Herkes Katar Emiri Şeyh Temim'in Esad'ı nasıl hazmedeceğini merak ediyordu. SANA'ya göre zirve öncesi Esad ile Temim tokalaşıp ayak üstü konuştu. Katar Emiri aile fotoğrafı verdikten sonra ayrıldı. Esad’ı dinlememek için liderlerin konuşmasını da beklemedi; kendi konuşmasını da yapmadı. Hazımsızlar "Suriye’nin Arap Birliği’ne dönmesi üye ülkelerin Esad yönetimiyle ilişki kurduğu anlamına gelmiyor" diyerek top çeviriyor. Ne kadar çevrilirse…
***
Şam-Ankara barışı sağlanmadan Suriye’nin Arap Birliği’ne dönüşü Türkiye’nin kendi koşullarında ilişkileri normalleştirme planını güçleştirebilir. Cidde Bildirisi’nde Arapların iç işlerine dış müdahaleler ve milis oluşumları reddedildi. Bu mesajın birincil adresi belli: Türkiye ve İran.

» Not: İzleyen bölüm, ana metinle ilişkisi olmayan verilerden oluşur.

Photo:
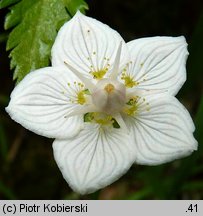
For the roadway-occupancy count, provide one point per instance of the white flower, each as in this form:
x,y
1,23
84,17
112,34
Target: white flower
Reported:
x,y
107,103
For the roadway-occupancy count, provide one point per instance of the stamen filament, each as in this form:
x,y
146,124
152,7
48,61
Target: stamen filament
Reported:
x,y
114,73
121,122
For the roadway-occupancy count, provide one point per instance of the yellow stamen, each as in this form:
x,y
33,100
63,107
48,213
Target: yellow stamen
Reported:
x,y
98,74
81,97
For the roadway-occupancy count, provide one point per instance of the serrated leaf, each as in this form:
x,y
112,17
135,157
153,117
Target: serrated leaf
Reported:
x,y
6,3
35,27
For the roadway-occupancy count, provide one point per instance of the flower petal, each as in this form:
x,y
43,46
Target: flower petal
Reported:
x,y
88,45
163,131
95,158
41,101
159,63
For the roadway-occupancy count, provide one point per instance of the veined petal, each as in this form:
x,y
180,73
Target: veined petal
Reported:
x,y
159,63
95,158
41,103
89,46
162,132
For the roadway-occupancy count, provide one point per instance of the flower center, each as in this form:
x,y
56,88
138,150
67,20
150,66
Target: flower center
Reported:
x,y
109,96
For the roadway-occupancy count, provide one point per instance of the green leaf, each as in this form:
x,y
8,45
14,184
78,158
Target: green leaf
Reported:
x,y
3,142
6,3
35,25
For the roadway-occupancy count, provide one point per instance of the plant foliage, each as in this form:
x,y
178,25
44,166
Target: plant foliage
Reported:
x,y
34,25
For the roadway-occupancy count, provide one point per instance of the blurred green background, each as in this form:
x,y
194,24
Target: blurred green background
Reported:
x,y
27,166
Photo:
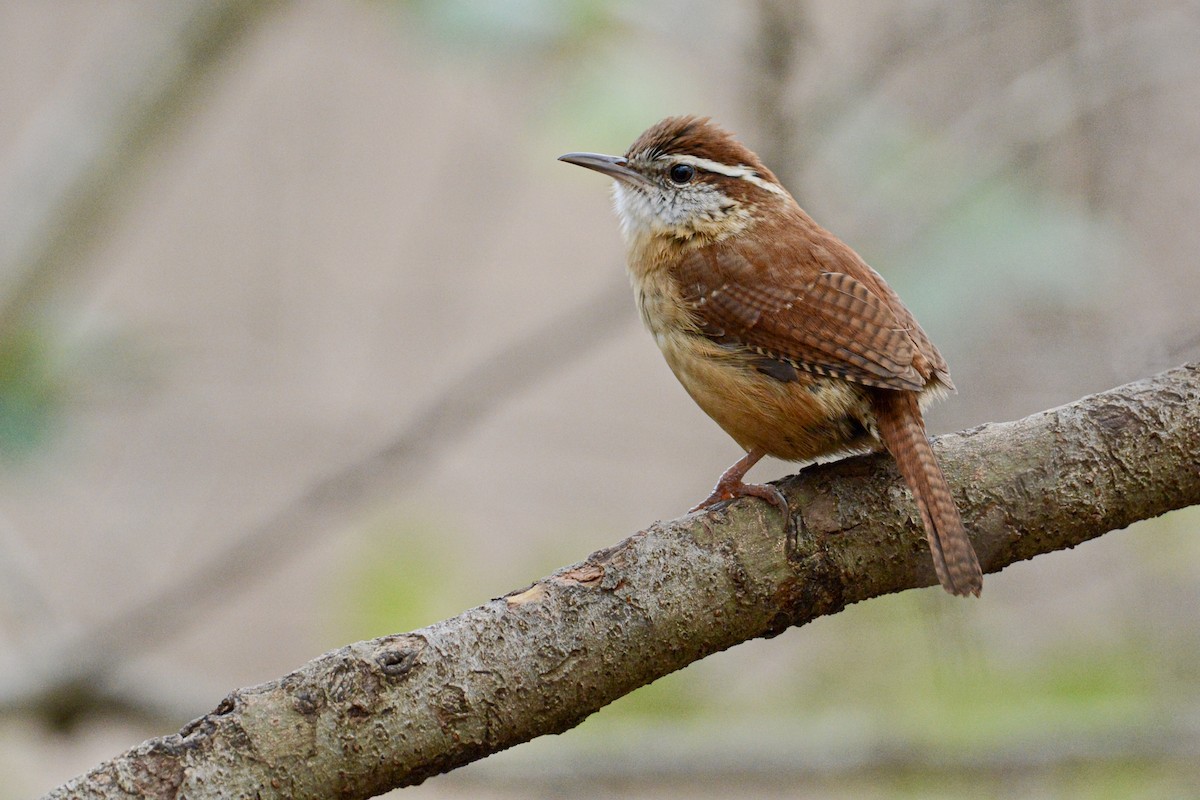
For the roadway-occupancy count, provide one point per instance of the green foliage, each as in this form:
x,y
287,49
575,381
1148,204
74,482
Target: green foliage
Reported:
x,y
30,391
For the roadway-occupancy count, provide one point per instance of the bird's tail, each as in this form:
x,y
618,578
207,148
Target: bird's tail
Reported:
x,y
903,429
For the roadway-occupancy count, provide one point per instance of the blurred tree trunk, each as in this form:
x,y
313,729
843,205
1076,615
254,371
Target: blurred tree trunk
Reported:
x,y
396,710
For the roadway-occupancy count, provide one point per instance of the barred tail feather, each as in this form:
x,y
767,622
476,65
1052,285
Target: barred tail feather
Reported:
x,y
903,431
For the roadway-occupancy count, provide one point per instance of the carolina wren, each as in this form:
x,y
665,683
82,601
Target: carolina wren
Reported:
x,y
777,329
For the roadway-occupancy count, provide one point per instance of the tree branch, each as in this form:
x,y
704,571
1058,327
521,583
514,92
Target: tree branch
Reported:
x,y
396,710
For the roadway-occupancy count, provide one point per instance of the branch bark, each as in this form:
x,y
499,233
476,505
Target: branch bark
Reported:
x,y
393,711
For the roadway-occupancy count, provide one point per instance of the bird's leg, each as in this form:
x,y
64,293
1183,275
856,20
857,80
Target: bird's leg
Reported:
x,y
731,486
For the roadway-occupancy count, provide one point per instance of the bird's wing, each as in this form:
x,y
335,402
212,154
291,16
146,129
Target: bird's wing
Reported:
x,y
817,310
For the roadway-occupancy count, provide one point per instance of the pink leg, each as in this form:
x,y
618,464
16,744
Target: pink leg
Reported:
x,y
731,486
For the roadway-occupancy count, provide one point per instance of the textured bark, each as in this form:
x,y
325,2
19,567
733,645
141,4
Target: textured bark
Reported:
x,y
393,711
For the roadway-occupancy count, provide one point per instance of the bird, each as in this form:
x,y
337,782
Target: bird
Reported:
x,y
775,328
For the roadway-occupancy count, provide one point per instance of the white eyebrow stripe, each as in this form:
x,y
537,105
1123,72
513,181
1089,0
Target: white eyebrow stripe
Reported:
x,y
742,170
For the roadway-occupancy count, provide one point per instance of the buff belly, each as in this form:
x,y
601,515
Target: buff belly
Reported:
x,y
795,420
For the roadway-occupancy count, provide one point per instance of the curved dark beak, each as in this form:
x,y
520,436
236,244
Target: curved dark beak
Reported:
x,y
616,167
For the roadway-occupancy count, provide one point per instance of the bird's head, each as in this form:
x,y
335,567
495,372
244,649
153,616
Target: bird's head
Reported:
x,y
688,179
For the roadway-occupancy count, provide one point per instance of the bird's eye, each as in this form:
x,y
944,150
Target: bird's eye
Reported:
x,y
681,174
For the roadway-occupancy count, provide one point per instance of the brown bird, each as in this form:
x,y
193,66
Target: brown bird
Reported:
x,y
777,329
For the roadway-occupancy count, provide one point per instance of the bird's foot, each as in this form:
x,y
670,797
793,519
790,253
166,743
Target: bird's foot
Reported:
x,y
732,489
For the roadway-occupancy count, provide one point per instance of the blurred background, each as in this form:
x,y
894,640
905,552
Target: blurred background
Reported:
x,y
305,337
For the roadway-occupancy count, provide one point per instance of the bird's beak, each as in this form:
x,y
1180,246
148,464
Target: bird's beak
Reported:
x,y
616,167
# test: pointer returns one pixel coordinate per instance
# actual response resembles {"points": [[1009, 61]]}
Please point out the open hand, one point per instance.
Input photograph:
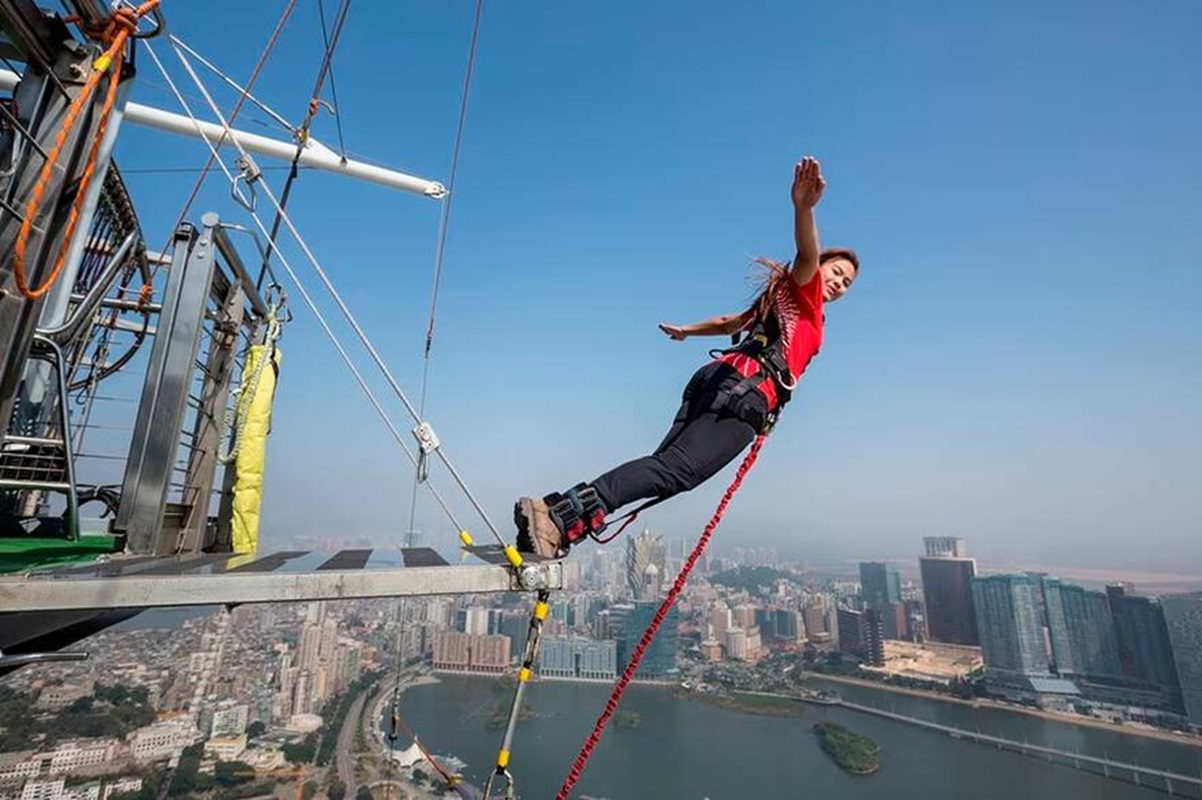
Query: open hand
{"points": [[808, 183], [676, 332]]}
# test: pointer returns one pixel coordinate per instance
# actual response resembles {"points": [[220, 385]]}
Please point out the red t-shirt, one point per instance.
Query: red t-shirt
{"points": [[798, 310]]}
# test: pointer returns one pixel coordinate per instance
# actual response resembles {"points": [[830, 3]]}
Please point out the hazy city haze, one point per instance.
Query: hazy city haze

Arap Birliği’ne dönüş Suriye’nin siyasal-diplomatik tecridinin kırılmasına yarayabilir. Fakat bunun yeniden inşa sürecine etkisi sınırlı kalabilir. Bu zirveden sonra Arap yatırım fonlarının Suriye’ye oluk oluk akmasını bekleyen yok. Arap işlerinde Arap Birliği’nin ağırlığını abartmaya gerek de yok. En zor zamanlarda toplanamamış bir birlikten söz ediyoruz. Madem bu lafı ettik geriye doğru bir kısa tur yapalım. Acil toplantılar sayılmazsa 80 yılda 32 zirve gerçekleştirildi. 1967’de Arap ordularının İsrail’e yenilmesinin ardından Hartum Zirvesi ‘Üç Hayır’ bildirisine imza atmıştı: “Uzlaşmaya hayır, tanımaya hayır ve müzakereye hayır.”

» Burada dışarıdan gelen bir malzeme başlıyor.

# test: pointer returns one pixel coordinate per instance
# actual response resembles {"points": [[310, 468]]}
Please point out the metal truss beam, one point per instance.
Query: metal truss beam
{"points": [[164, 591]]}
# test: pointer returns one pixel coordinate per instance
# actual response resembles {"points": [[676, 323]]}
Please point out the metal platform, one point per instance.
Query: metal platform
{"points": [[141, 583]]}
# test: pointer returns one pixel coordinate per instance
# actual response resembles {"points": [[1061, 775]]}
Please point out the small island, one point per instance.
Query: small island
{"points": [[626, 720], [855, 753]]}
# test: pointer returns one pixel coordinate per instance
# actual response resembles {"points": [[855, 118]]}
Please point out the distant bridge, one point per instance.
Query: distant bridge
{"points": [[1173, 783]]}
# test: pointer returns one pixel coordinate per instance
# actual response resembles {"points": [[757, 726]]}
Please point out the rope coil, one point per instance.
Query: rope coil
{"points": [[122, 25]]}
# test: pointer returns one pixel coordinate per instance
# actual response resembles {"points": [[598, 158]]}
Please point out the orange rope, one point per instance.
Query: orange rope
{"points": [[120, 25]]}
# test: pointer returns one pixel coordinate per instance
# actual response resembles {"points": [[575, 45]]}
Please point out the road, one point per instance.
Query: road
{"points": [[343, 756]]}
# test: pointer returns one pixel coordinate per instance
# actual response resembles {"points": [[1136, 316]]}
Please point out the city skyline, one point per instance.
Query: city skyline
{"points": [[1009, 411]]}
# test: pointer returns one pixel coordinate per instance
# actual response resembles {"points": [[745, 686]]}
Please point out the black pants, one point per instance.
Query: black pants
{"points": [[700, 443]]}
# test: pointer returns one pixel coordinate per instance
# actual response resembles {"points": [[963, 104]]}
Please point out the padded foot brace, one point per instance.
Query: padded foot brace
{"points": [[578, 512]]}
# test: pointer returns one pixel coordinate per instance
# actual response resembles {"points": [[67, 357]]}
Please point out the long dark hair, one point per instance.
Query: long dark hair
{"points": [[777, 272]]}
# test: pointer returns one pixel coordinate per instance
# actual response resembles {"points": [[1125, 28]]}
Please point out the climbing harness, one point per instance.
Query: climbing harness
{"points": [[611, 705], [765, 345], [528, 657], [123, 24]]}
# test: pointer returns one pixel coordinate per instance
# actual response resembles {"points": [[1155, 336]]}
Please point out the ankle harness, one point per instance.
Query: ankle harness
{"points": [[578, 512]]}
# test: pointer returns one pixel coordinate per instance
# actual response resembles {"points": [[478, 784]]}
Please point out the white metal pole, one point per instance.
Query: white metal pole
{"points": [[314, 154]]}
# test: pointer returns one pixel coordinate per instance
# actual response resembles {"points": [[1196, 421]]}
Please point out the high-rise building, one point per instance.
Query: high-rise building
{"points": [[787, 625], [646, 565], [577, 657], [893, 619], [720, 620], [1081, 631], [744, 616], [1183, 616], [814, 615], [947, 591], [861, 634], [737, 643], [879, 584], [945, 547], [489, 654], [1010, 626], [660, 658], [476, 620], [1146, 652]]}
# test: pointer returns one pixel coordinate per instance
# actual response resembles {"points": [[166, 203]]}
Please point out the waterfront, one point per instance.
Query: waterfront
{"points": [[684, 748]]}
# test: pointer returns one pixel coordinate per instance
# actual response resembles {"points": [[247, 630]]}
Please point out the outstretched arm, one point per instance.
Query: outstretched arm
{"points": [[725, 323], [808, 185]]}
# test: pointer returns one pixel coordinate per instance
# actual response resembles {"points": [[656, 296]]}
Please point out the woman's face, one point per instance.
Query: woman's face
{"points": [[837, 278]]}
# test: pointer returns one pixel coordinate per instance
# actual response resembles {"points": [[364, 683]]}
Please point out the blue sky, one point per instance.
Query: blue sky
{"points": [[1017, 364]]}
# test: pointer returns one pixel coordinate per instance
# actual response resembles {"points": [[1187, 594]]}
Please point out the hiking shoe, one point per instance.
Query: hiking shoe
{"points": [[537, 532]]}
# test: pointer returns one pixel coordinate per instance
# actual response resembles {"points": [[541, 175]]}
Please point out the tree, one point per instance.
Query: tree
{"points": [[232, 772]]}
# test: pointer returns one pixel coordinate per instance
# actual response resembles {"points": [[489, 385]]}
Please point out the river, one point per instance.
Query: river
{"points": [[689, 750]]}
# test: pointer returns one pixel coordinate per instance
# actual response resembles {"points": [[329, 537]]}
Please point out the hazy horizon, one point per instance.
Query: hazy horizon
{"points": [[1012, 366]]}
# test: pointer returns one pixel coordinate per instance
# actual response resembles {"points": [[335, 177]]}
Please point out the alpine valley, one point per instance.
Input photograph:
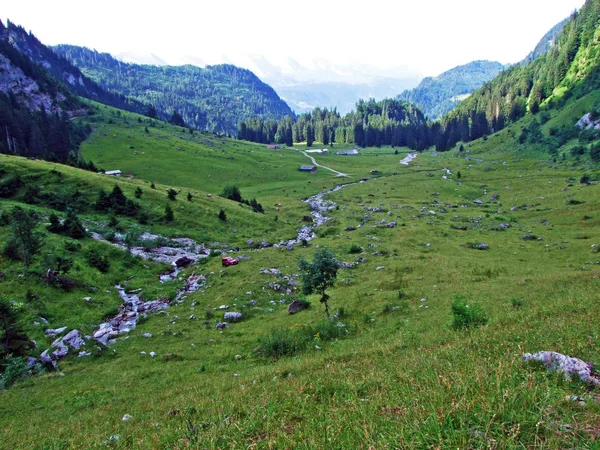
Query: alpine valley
{"points": [[188, 262]]}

1970 Kahire, 1973 Cezayir, 1974 Rabat, 1976 Riyad zirvesinin gündeminde de Filistin vardı. Tarihin Filistin aleyhine akması önlenemedi. 1976’daki zirveyle Suriye ordusu Lübnan’a barış gücü olarak sokuldu. Müdahaleyi tetikleyen Filistinlilerle yaşanan çatışmalardı. Her şey Arap saçına döndü. Birliğin İsrail’e karşı ‘üç hayır’ını 1979’da Mısır lideri Enver Sedat, Camp David Barış Anlaşması’yla çiğnedi. 1979 Bağdat Zirvesi'nde Mısır’ın üyeliği askıya alınıp birliğin merkezi Kahire’den Tunus’a taşındı. 1982 Fas Zirvesi'ne Suudi Veliaht Prensi Fahd’ın Ortadoğu barış projesi damgasını vurdu. Camp David’den daha iyi koşullarda İsrail’le barıştan söz eden bir Arap inisiyatifiydi. Filistin’de işgal genişledikçe genişledi. Oslo Barış Anlaşması işgalci statüyü kabul ettirdi. Suudiler 2002 Beyrut Zirvesi'nde bu sefer Arap Barış Girişimi olarak yeni bir öneri getirdi. 17 yıl sonra Abraham Anlaşmaları'yla bu girişim de ayaklar altına alındı. 2003’te Irak’ın işgali, 2006’da İsrail’in Lübnan’a saldırısı, 2011’de Arap Baharı gösterilerinin yaşandığı süreçte zirve yapılamadı. Mart 2012’de Bağdat Zirvesi'nde Suriye’deki krize çözüm bulunması yönünde bir inisiyatif geliştirildi. BM Genel Sekreteri ile birlikte Şam’la temaslar yürütüldü. Esad’ın reformlara yönelik attığı adımlara rağmen ABD’nin Suriye’yi yakma planları karşısında Arap Birliği kendi inisiyatifine sahip çıkamadı.
Özetle Suriye’nin olduğu Cidde Zirvesi ABD’ye rağmen değil ama ABD’nin daha az umursandığı siyasal koşullarda gerçekleşti. Bunun bir direnç barındırmadığı söylenemez. Ama test edilmeye muhtaç bir direnç.